A balanced BST is preferable if you need to protect your data structure from latency spikes and hash collisions attacks.
The former happens when an array-backed structure grows an gets resized, the latter is an inevitable property of hashing algorithm as a projection from infinite space to a limited integer range.
Another problem in .NET is that there is LOH, and with a sufficiently large dictionary you run into a LOH fragmentation. In this case you can use a BST, paying a price of larger algorithmic complexity class.
In short, with a BST backed by the allocation heap you get worst case O(log(N)) time, with hashtable you get O(N) worst case time.

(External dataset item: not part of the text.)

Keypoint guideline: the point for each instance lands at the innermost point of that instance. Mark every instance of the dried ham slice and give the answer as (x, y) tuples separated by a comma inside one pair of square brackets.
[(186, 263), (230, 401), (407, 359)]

BST comes at a price of O(log(N)) average time, worse cache locality and more heap allocations, but it has latency guarantees and is protected from dictionary attacks and memory fragmentation.
Worth noting that BST is also a subject to memory fragmentation on other platforms, not using a compacting garbage collector.
As for the memory size, the .NET Dictionary`2 class is more memory efficient, because it stores data as an off-heap linked list, which only stores value and offset information.
BST has to store object header (as each node is a class instance on the heap), two pointers, and some augmented tree data for balanced trees. For example, a red-black tree would need a boolean interpreted as color (red or black). This is at least 6 machine words, if I'm not mistaken. So, each node in a red-black tree on 64-bit system is a minimum of:
3 words for the header = 24 bytes
2 words for the child pointers = 16 bytes
1 word for the color = 8 bytes
at least 1 word for the value 8+ bytes
= 24+16+8+8 = 56 bytes (+8 bytes if the tree uses a parent node pointer).
At the same time, the minimum size of the dictionary entry would be just 16 bytes.